New culture can be produced, have a high value for many contexts, and not be enacted in practice until its enactment is appropriate. Ann Swidler referred to this phenomenon as cultural lag. Just because particular culture is not enacted, it cannot be inferred that it has not been produced (qua learned), or that it is not valued. As we have seen repeatedly in this research, in regards to your teaching, the structures of the science class appeared to privilege ways of teaching that were grounded in, and well honed by, your years of teaching science in New York. For example, even though you are a strong advocate for collaborative approaches to teaching and learning, that greatly expanded the roles of students to include coteaching, peer tutoring, buddy systems, and the infusion of regular cogenerative dialogues into the ongoing enacted science curriculum, you often resort to teaching approaches that feature you seeking to gain control over students, telling them what they need to know and how to learn, silencing students' voices, and expecting students to align with your ways of thinking and acting rather than noticing differences, reinforcing them, and encouraging their elaboration. You regarded as disrespectful and unacceptable students' failure to accept your "traditional" styles of teaching and enact roles consistent with them. However, you  consistently advocated for creating and maintaining learning environments associated with differences among students, interactive dialogue, and expansive knowledge production systems.
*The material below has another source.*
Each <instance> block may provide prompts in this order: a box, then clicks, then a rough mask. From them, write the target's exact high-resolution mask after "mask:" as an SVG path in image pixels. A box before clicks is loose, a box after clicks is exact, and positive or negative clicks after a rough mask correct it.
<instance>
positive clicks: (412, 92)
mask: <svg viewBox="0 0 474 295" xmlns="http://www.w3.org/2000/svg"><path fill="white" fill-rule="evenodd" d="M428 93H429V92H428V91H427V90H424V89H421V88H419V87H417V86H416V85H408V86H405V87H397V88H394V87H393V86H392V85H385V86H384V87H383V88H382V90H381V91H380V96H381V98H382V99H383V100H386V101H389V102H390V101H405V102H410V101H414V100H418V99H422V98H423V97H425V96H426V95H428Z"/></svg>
Your adherence to the tenets of collaborative, emancipatory learning are evident in his research, professional development efforts with colleagues, and regular scheduling of cogenerative dialogue. Consistent with the idea that fields have no boundaries, the cogenerative dialogue field is evident in both enacted science lessons and meetings with small groups of students and so too were your more traditional styles of teaching. An ever-present contradiction is attributable to continuously emergent structures that served as resonant sites for your consistent enactment of traditional, teacher-centered roles. At the same time, structures emerge continuously as resonant sites for your consistent enactment of traditional, teacher-centered roles.
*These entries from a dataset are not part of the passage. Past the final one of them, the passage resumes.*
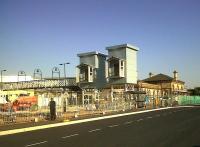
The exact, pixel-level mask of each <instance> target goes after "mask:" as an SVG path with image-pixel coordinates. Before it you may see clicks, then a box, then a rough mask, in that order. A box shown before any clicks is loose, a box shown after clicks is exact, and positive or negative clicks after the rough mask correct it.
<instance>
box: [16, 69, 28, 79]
mask: <svg viewBox="0 0 200 147" xmlns="http://www.w3.org/2000/svg"><path fill="white" fill-rule="evenodd" d="M20 76H24V78H25V81H26V73H25V71H22V70H21V71H19V72H18V82H19V77H20Z"/></svg>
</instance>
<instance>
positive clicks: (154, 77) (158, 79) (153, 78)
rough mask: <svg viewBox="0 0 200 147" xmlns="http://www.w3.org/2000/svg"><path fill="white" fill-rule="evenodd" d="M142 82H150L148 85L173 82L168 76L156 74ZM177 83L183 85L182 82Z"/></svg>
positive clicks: (169, 77) (171, 78)
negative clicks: (149, 83) (163, 82)
mask: <svg viewBox="0 0 200 147" xmlns="http://www.w3.org/2000/svg"><path fill="white" fill-rule="evenodd" d="M142 81H144V82H147V83H148V82H150V83H157V82H172V81H174V78H172V77H170V76H168V75H165V74H161V73H160V74H157V75H155V76H152V77H150V78H147V79H144V80H142ZM177 82H182V83H184V82H183V81H180V80H178V81H177Z"/></svg>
In response, the teacher described his traditional practices as historically constituted, reflecting his residential Catholic high school experience in the Philippines, which emphasized good manners and right conduct (i.e., good and right). He described the traditional approach as imposing, consistent with paternalism. We experienced a switch from collaborative forms of interaction to what to a "good and right" interaction style in classroom interactions and cogen. There is a possibility that the structures that afforded resonances with good and right interaction are associated with low grade anger, taking the form of frustration, irritation and emotions of that ilk. Even though the teacher set out to enact roles that incorporated collaborative interaction styles it is possible that a buildup of negative emotional energy, related to frustration/irritation, served as resonance sites for the enactment of good and right habitus.